An async iterable of sync iterables is a difficult shape to work with though. We would almost always prefer to write logic in terms of a single sequence of characters, but when we thransform to a single sequence the only reasonable choice is to make it an async iterable, which means that every single character incurs overhead of creating various Promises and participating in the microtask queue.

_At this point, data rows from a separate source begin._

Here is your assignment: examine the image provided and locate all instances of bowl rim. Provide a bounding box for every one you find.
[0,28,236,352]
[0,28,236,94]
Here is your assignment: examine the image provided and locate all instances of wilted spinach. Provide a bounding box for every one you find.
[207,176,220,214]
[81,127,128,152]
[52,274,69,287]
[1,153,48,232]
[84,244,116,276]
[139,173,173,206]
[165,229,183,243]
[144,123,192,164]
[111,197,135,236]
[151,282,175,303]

**This repository has been successful in demonstrating that there is a practical solution to this problem.** If you look below at the results below the baseline case is #6, and takes about 1.5 seconds to parse the test file. Transpiling that code introduces about another 25% overhead. I was able to show in case #5 that it is possible to modify the transpiled code so that it skips unnecessary awaits, resulting in the 434ms run, or a **4x speedup** over the most comparable result (#7) which is identical aside from the lack of any optimization.

## Results

```
# 1.
# Takes string input and uses string.split. Reallocates string values to avoid memory leaks.
> node parsers/memory.js
rows: 50002
time: 35ms

# 2.
# A two-loop solution with an outer async loop and an inner sync loop. Takes chunks of data.
> node parsers/async-of-sync.js
rows: 50002
time: 161ms

# 3.
# Uses blocking reads to test the cost of generator functions independently of awaiting.
> node parsers/sync.js
rows: 50002
time: 295ms

# 4.
# Many sync loops (using methods from iter-tools-es).
> node parsers/sync-composed.js
rows: 50003
time: 430ms

# 5.
# A single async loop transpiled to a generator coroutine and altered to skip unnecessary awaits.
> node parsers/transpiled-asyncish.js
rows: 50002
time: 434ms

# 6.
# A single async loop running natively.
> node parsers/async.js
rows: 50002
time: 1.5s

# 7.
# A single async loop as transpiled to a generator coroutine.
> node parsers/transpiled-async.js
rows: 50002
time: 1.9s

# 8.
# Many async loops (using methods from iter-tools-es).
> node parsers/async-composed.js
rows: 50002
time: 2.6s
```

## The proposal

The proposed fix to the language is to introduce a `for await? .. of` loop that is defined to only await when awaiting is necessary. It would look like this:

```
async function* readFile(path) {
for await (const chunk of fs.openReadStream(path, 'utf8')) {
yield* chunk;
}
}

async function* codePoints(source) {
for await? (const chr of source) {
yield chr.codePointAt(0);
}
}

// a mixed iterator can yield sync or async results
const iter = codePoints(readFile('./test.csv'))[Symbol.mixedIterator]();
iter.next(); // Promise<{ value: 103, done: false }>
iter.next(); // { value: 117, done: false }

// and for backwards compatibility:
const iter = codePoints(readFile('./test.csv'))[Symbol.asyncIterator]();
iter.next(); // Promise<{ value: 103, done: false }>
iter.next(); // Promise<{ value: 117, done: false }>
```

It would also be necessary to make some changes to the way generators work internally so that they are able to compute a result synchronously as long as the code hits a `yield` before it hits an `await`. To see what those changes would be take a look at how the optimization is implemented in this repo by running `git diff --no-index parsers/transpiled-async.js parsers/transpiled-asyncish.js`.